こんな時こそ、少しでも患者様のお力になれるように、マッサージ師だからこそ出来る関わりを模索してもらいたいと思っています。

一番には、やはり身体が痛みや動きにくさがなく、ベストな状態でいていただけるように施術させていただくことじゃないかと思います。

足もとがおぼつかなくて歩くのに怖さを感じたり、痛みがあると身体は常に緊張状態にあり、頭の働きをますます低下させてしまうと考えています。
ですから、とりあえず、全身の緊張を取り除くことに全力を尽くすことが何より大切です。

その次には、座る・立つ・歩くという基本の動作を安心して行っていただけるように取り組みます。

怖さをどこで感じているのか、どこを助けてあげたら安心して座ったり歩けるのか、全くの私見ですが、大切なのは、頭なんだと考えています。

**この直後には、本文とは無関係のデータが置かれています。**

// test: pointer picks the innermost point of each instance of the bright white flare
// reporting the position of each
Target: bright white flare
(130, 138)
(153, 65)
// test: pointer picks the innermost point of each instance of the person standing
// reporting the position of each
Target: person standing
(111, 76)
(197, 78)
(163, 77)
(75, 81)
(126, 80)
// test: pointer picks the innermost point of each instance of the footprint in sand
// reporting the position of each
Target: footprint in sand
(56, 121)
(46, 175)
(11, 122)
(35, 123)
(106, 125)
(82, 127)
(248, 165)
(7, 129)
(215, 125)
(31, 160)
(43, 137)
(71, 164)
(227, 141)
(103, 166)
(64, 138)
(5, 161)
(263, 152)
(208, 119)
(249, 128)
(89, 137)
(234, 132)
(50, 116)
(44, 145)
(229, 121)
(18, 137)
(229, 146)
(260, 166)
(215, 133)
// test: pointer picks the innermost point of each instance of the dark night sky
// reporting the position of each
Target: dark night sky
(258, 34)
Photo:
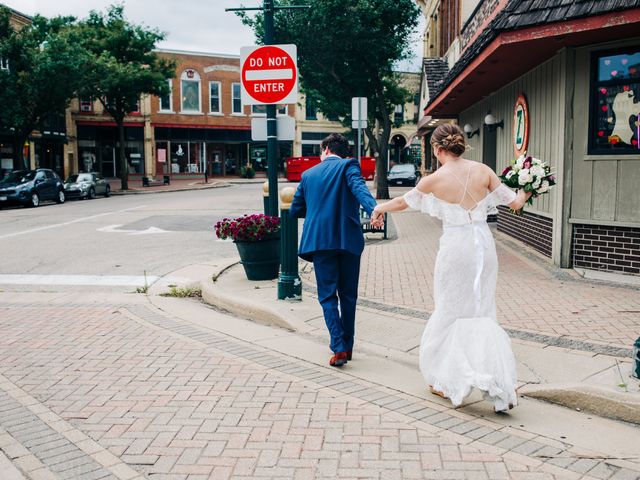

頭の位置が身体に対してどこにあるのか、頭を支える力が安定的に働いているか、この二つが大きな要因ではないかと考えて、頚部がある程度自由に動くようにマッサージをし、頭を緊張が一番抜ける位置に支持できるように介助します。

また、なんとか歩ける方の場合は、痛みの原因を全て取り除くことが出来ないとしても、痛みの箇所に、体重がかからないように手助けしたり、足りない筋力を補うような介助をして、一緒に歩くようにしています。
部屋の中をほんの5分でもいいのです。
この先、一人で歩けるようになれないかも知れませんが、安心して歩けたという身体の記憶が脳に安心感を与えることが目的だからです。

このようにして、身体の安心・安定を施術中だけであっても感じていただけるように取り組んでいきます。
もちろん、施術中の動きがその後の転倒等のリスクに繋がることがあるので、ご家族様やケアマネジャーと話しながら進めていかなければなりません。

安心して動けない方に、マッサージ師が出来る関わりというのは、何かを勝ち取るためのリハビリ的関わりでなく、また、お元気な方に対するような、単なる揉み解しによるリラクゼーションでもなく、安心して動けることを目的に身体の緊張を取り除きながら安心して動ける時間の提供をすることではないかと考えています。

動くことに安心感が持てると、多くの場合に、認知症状に変化はなくても、穏やかになって下さる方が多いように思います。

そうなると、多くの方が、30分の施術時間に、嬉しそうに同じ話を何度も話して下さるようになります。
何年も訪問が続くときは、何百回も繰り返し聴くことになるのですが、それが、その方の人生で、一番聞いて欲しい、多分何回言っても言い足りない出来事なのだろうと思います。

ですから、何度も聴くそのエピソードではなくて、その奥にある気持ちに想いを馳せてうかがうように心がけています。
出来るだけ、「またか」と思わないように、初めて耳にする話のように聴くのは簡単なことではありませんが、多分この聴くことが、本当は、マッサージより何より一番の治療になっているような気がします。

長い人生の最後、多くの困難を超えた最後の時間を認知症であっても、笑顔で穏やかに過ごしていただけるお手伝いが少しでも出来たら、本当に幸せなことだと思っています。ですから、同じ話に、たまには違う返事や相槌が打てるよう心を込めて同じ話を伺いたいと思っています。

訪問させていただいている特養のディスプレイ。いつもセンスの良いディスプレイに入居者を大切にしようとされている愛を感じます。